In order to increase safety measures for the upcoming spring season, the athletic department installed new nets and backstops on the athletic fields.
The athletic department, Vienna Youth Soccer, Vienna Youth Incorporated Lacrosse and athletic boosters collectively funded the new nets that help make the fields and areas around them safer. Director of student activities Joe Swarm said the athletic department put the nets in place for safety purposes.
“The whole point for all of this is to make things more safe around here for kids and for community members,” Swarm said. “[The nets] are used around the clock, [and] if it’s not our school using it, it’s the youth groups that are using the fields. You have little kids. It’s just a lesser chance for somebody to get hurt. And that’s our job, […] to keep people from getting injured. [The nets] are just a way to help.”

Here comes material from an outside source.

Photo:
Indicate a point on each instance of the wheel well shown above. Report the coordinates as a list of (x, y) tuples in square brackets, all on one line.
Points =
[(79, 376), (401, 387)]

Besides making games safer for athletes and spectators, the nets on fields serve as a way to maintain the progression of games by preventing balls from flying over fences. Junior and soccer player Paulina Maldonado said the new nets will likely help with making games go quicker, especially for JV soccer, which does not have people to retrieve the soccer balls like varsity.
“It will probably make [games] a little faster,” Maldonado said. “Especially since the bigger problem is with JV, [since] they have a shorter game, so [nets] will help not waste time.”
While Maldonado said she is happy with the new nets, she said their small size is a problem, as they cannot stop high balls.
“The one problem is that they made them kind of short, so during games if we don’t have a spare ball next to the net or anything it’s going to go over the fence and we’re going to have to run around [the net to get them],” Maldonado said. “So it kind of makes it a little more of an inconvenience because it’s so short, and sometimes people are hitting really powerful and high balls so it’s going to go over.”
The athletic department installed nets on the baseball field in order to prevent foul balls and popups from flying into the tennis courts, parking lots and other fields. Swarm said 10 to 15 balls on average would go into spectator stands and other athletic fields. FCPS inspected the fields and decided that new nets were necessary.
“I’ve seen people [get] hit,” Swarm said. “We’ve had the risk assessed by Risk Management in Fairfax County. We had safety and security [officials] come out and put signs up ‘beware of balls,’ but that wasn’t good enough for our community, myself and the administration here.”
Junior and baseball player Andrew Milhorn said the nets not only make the fields less dangerous, but also more professional looking.
“I think the nets being there are really twofold,” Milhorn said. “It makes the field more safe for people walking by as well as for people playing softball or in the press box as well as making our fields look a lot better.”